Irving Mitchell Kalichman s.e.n.c.r.l.
J'ai déjà exprimé l'opinion que certaines décisions rendues sur des ordonnances de sauvegarde demandées dans le cadre de recours en oppression allaient trop loin en ce qu'elles donnaient à un actionnaire des droits que la loi ne lui reconnaît pas. En effet, l'ordonnance de sauvegarde nécessite la démonstration d'un droit apparent et l'actionnaire d'une compagnie a accès à de l'information limité. Comme le souligne à juste titre l'Honorable juge Lise Matteau dans Borgia c. IPM Canada inc. (2014 QCCS 51), l'actionnaire n'a pas droit aux états financiers mensuels d'une compagnie et il ne peut les obtenir par voie d'ordonnance de sauvegarde.
Dans le cadre d'un recours en oppression, les Demandeurs recherchent l'émission d'une ordonnance de sauvegarde par laquelle ils demandent, entre autres documents, les états financiers mensuels de la compagnie Défenderesse.
Saisie de cette demande, la juge Matteau indique que les actionnaires ont le droit de voir les états financiers annuels d'une compagnie, mais pas les états mensuels. Ainsi, le critère de l'apparence de droit n'est pas rencontré:
[25] L’actionnaire a droit de consulter les statuts et les règlements administratifs de la société, leurs modifications et la convention unanime des actionnaires. Il a également le droit d’avoir accès aux procès-verbaux des assemblées et aux résolutions des actionnaires, de même qu’à un exemplaire de la liste des administrateurs de la société et de tout avis faisant état d’un changement à cet égard.
[26] Nulle part toutefois n’est-il question d’un droit d’accès en faveur de l'actionnaire à des états financiers mensuels de la société.
[27] Comme le souligne la juge Danièle Mayrand de cette Cour dans l'affaire Gritsas c. Gritsas, le droit à de telles informations, qui relèvent de l’indoor management, est conféré aux personnes qui administrent les affaires de la société, soit les administrateurs. À l’évidence, tel n'est pas le statut des frères Borgia qui, en outre, ne demandent pas de réintégrer l’entreprise.
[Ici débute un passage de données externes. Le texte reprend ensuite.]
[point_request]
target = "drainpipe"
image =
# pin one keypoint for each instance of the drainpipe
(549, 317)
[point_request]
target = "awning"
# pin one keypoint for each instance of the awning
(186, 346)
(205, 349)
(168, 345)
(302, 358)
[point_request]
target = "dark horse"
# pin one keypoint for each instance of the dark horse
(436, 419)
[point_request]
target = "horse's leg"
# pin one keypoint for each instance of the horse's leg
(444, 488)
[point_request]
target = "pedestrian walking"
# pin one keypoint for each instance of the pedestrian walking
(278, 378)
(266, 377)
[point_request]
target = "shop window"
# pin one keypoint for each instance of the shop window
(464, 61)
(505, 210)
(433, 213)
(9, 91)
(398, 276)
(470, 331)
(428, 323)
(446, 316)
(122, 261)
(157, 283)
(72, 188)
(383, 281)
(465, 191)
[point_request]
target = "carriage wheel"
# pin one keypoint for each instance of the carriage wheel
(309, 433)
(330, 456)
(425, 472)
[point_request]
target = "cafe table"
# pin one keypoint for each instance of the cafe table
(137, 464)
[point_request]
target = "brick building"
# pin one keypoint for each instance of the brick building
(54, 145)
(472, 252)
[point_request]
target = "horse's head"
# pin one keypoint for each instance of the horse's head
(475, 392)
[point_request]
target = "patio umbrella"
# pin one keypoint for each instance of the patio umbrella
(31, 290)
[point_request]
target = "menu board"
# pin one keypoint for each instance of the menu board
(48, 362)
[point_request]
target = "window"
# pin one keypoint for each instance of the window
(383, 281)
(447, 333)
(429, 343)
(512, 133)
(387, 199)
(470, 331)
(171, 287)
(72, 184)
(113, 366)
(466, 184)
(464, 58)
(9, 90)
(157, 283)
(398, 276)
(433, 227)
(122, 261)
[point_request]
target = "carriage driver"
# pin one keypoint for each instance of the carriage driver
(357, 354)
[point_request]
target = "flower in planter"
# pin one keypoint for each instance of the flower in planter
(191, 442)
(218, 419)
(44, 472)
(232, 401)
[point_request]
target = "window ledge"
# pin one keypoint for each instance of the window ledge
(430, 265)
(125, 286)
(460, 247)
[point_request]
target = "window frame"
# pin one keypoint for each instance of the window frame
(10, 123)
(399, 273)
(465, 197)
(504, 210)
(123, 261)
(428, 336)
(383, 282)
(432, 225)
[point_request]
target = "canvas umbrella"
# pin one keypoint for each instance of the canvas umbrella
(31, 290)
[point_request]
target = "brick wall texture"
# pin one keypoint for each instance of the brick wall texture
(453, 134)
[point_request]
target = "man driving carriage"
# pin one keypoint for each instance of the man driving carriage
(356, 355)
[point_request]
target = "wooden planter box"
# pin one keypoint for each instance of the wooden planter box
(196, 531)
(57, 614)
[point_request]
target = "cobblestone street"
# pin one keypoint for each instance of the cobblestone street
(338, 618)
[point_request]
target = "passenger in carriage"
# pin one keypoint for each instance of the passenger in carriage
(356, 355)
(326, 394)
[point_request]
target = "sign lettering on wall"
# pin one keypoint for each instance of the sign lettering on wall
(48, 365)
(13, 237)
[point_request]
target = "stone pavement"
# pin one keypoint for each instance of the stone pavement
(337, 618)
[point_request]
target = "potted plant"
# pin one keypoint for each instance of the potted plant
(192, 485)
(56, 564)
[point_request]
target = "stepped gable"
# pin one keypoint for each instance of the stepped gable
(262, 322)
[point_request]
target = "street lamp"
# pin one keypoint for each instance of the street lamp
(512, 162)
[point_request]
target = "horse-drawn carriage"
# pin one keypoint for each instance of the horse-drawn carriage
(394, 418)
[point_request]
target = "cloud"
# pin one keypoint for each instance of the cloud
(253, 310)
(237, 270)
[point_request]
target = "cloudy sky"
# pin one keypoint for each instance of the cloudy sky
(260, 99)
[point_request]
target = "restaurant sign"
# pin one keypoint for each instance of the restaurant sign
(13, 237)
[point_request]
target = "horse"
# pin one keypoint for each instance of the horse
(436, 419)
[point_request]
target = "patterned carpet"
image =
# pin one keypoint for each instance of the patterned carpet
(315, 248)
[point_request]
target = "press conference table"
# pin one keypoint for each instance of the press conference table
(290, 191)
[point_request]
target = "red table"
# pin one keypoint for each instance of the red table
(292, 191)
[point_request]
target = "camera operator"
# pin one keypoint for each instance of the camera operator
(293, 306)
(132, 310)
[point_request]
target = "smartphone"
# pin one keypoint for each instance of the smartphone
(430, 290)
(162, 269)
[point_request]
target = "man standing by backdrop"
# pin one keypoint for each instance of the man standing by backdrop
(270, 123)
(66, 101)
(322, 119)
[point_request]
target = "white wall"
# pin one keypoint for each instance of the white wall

[28] La juge Mayrand ajoute que donner effet à une telle demande équivaut ni plus ni moins à imposer un séquestre à la société. Or, rien ici ne démontre qu’il soit nécessaire de procéder de cette façon, ceci d’autant plus que comme les frères Borgia l’ont reconnu, IPM est en bonne situation financière.
[29] Par ailleurs, depuis leur départ de chez IPM, les frères Borgia ont constitué une société commerciale sous le nom de « 3SHIP ». La mission de cette entreprise consiste à desservir une clientèle aux fins de « (…)to meet your various needs in both marine and land diesel power generator maintenance and repair (…) ».
[30] Il est manifeste ici que les frères Borgia ont l’intention de se comporter comme de véritables concurrents de IPM. Dès lors, si les informations qu’ils sollicitent leur sont transmises, ils risquent de nuire à la bonne conduite des affaires de l’entreprise.
[31] S’ils ont démontré un droit clair à obtenir les états financiers annuels de IPM, force est de constater que le droit des frères Borgia d’avoir accès à des états financiers mensuels de la société apparaît fort douteux, voire même inexistant.
Est-ce dire que les Demandeurs ne pourront jamais obtenir les états mensuels? Non. Dans le cadre de la communication de la preuve - i.e. lors de l'interrogatoire après défense d'un représentant de la compagnie Défenderesse - les Demandeurs pourront demander la communication desdits états mensuels dans la mesure où ils sont pertinents au litige.